Jay David Bolter talks about, in the second chapter of Writing Space, the shift from writing to typing as a natural part of life, and gives many examples of the shift of writing through the ages. He talks about the Greeks beginning to write on papyrus rather than telling stories orally. Then they went from papyrus to codex. And in Western Europe handwriting to print. Will electronic text take over print text, just as the others took over?
This transition between print to electronic text, that is taking place, is similar to the western Europe movement of handwritten books to print. This caused a huge controversy especially with the Catholic Church. Since books were handwritten there were very few copies and only the influential seemed to own them. When print came about and it was possible for the lower class to own a book, most importantly the Bible, the Church was furious and skeptical. Did this cripple the Clergy's power over the congregation when ordinary people who weren't ordained by God were allowed to read the Bible? Did this movement make the audience homogenous?
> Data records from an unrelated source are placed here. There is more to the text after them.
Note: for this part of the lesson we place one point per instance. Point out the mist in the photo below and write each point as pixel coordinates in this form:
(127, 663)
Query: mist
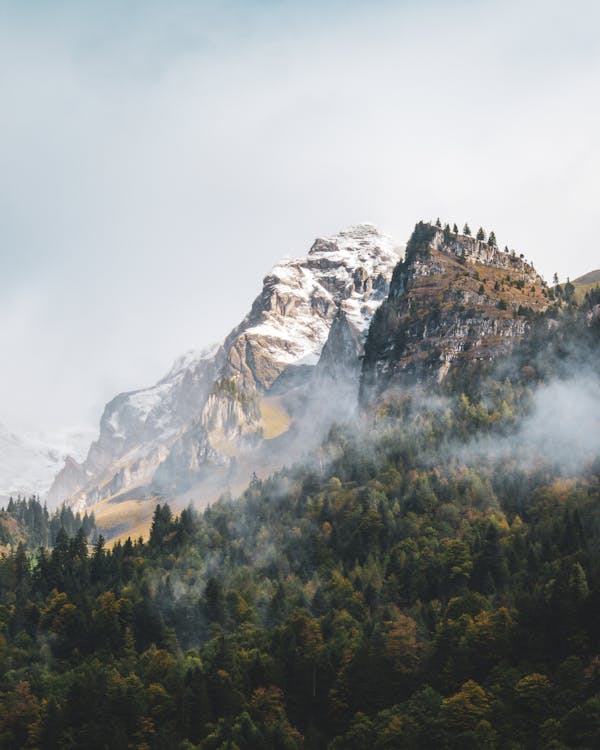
(157, 162)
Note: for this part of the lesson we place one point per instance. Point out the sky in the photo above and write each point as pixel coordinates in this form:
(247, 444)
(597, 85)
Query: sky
(156, 159)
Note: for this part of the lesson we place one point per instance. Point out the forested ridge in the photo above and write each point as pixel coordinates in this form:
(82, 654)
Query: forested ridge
(400, 590)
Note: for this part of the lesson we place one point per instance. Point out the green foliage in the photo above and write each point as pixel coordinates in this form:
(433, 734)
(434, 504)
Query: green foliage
(396, 598)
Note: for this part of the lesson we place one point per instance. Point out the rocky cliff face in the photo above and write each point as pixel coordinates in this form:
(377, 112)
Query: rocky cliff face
(212, 407)
(452, 300)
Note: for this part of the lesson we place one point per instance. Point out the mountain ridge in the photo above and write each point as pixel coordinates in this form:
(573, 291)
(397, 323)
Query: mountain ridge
(213, 405)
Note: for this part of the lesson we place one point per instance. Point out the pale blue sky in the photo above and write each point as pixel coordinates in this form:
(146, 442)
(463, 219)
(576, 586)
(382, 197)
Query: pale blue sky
(155, 162)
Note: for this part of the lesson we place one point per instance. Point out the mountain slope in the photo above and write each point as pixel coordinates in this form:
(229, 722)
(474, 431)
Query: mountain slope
(453, 300)
(213, 409)
(28, 463)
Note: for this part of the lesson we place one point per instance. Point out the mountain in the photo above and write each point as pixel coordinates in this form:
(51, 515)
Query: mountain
(29, 462)
(453, 301)
(584, 284)
(221, 414)
(592, 277)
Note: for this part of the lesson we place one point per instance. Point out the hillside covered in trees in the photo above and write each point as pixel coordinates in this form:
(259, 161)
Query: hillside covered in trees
(430, 580)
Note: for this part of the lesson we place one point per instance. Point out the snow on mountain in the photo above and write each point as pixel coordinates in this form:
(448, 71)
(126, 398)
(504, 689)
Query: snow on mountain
(208, 405)
(29, 462)
(290, 320)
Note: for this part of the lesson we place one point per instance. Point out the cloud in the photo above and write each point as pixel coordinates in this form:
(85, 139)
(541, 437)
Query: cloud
(157, 160)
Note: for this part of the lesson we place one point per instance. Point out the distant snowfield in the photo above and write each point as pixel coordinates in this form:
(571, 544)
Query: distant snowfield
(29, 462)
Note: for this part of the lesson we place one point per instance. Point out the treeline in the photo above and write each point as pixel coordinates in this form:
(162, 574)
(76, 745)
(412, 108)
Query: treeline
(37, 527)
(390, 596)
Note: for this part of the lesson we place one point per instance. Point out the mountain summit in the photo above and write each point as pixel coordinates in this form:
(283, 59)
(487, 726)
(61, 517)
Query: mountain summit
(215, 407)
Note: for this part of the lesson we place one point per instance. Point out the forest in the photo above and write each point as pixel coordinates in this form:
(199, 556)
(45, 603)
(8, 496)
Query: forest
(401, 590)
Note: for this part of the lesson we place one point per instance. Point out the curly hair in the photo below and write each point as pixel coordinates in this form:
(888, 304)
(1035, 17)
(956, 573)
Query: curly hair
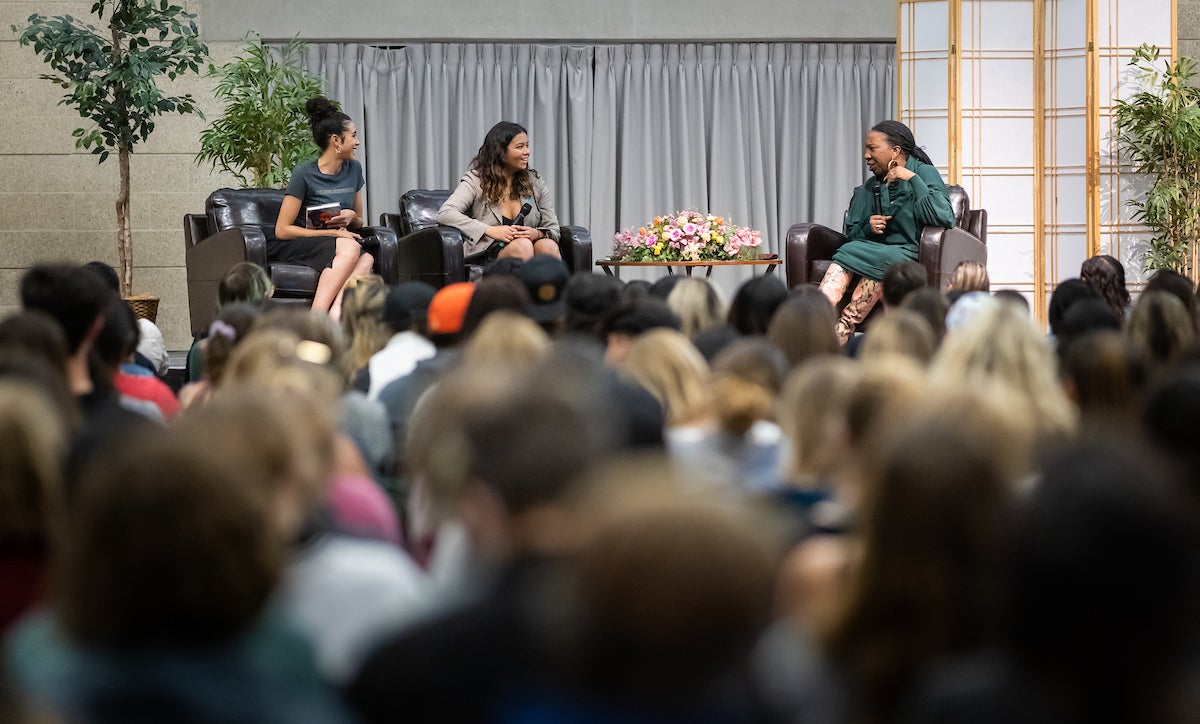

This question is being asked today with the conversion of print to electronic text, but with a twist. Instead of the audience being the same, are the writer's being homogenous? With electronic text my writing and many other amateurs writers are able to publish there work and have the same chance of people reading it as the next best selling author does. The fact is I am a terrible writer but I can still publish my work speeling mistaks and all. Who gave me permission to let people read my work?
I left these questions unanswered so that you may tell me what you think.